Смотрел на неё. Она уже легла на лежанку, натянула овчину до подбородка и закрыла глаза.
Я пошёл к часовне. Ночь стояла холодная, ясная. Звёзды высыпали густо — крупные, колючие, выстроились над головой белой полосой, как стрела. Ветер стих. Трава под ногами была мокрая от росы, сапоги скользили. Из низины тянуло сыростью и прелью. Где-то в лесу ухнул филин.
У часовни горел факел. Лежал на крышке колодца, пламя металось на ветру, бросало рыжие блики на сруб, на дверь, на лицо Радомира. Он сидел на табурете, привалившись спиной к двери, подпёр её собой. В одной руке кружка, в другой — ремень, которым он лениво постукивал по колену. Света в часовне не было.
Я подошёл. Радомир поднял голову, кивнул. Показал на второй табурет, что стоял у колодца.
— Зоря сказала, что ты придёшь.
Я сел. Доски табурета были холодными, сырыми.
— Как эти двое?
— Нормально. Герасий до утра уснул. Пришлось немного помочь ему. — Он издал скрип, похожий на смешок, отхлебнул из кружки. Потянуло брагой. Глаза уже мутные, знакомый запах.

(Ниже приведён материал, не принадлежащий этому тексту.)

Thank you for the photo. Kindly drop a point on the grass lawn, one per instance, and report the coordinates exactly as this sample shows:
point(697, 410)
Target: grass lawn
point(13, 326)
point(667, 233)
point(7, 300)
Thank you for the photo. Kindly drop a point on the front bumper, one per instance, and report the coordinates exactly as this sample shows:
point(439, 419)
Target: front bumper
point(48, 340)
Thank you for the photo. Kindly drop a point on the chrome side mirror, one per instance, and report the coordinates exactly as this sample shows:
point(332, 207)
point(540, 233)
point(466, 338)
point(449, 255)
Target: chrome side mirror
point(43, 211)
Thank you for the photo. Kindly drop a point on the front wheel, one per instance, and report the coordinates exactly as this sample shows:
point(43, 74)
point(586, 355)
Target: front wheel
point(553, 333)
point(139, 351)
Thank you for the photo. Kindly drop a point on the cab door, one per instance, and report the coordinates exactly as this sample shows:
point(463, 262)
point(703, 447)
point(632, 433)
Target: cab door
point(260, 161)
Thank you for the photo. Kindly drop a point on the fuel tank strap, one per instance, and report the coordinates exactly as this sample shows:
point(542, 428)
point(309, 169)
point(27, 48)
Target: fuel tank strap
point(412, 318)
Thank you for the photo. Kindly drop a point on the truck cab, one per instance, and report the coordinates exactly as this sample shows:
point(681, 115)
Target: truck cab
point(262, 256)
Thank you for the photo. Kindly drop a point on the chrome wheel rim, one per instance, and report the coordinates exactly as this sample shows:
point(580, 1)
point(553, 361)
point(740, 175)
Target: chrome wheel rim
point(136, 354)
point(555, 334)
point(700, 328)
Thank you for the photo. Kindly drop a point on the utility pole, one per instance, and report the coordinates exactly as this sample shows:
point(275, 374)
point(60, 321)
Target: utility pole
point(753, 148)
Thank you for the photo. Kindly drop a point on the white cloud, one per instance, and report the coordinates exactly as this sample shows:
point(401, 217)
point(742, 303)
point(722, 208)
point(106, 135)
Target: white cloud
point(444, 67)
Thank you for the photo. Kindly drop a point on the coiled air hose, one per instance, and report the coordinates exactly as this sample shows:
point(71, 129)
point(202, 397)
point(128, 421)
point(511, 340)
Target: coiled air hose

— Не иначе как у батюшки забрал.
— Изъял. — Радомир вытер рот рукавом. — Он Глафиру хотел выставить. Так визжал на нас. Ну ничего, до свадьбы заживёт. — Он поднял глаза к небу. — Господи, прости меня, Боже, за то, что раба твоего Герасия в месте святом отбуцкал. Дабы не согрешил.
— К делу, — сказал я.
Радомир вздохнул, достал из-под табурета бутыль — тёмную, пузатую, заткнутую тряпицей. Плеснул в кружку на два пальца. Потом взял с колен ломоть хлеба, поскрёб по нему чесночным зубком — сок выступил, запахло остро, пряно. Откусил, прожевал. Протянул кружку мне. Я отказался.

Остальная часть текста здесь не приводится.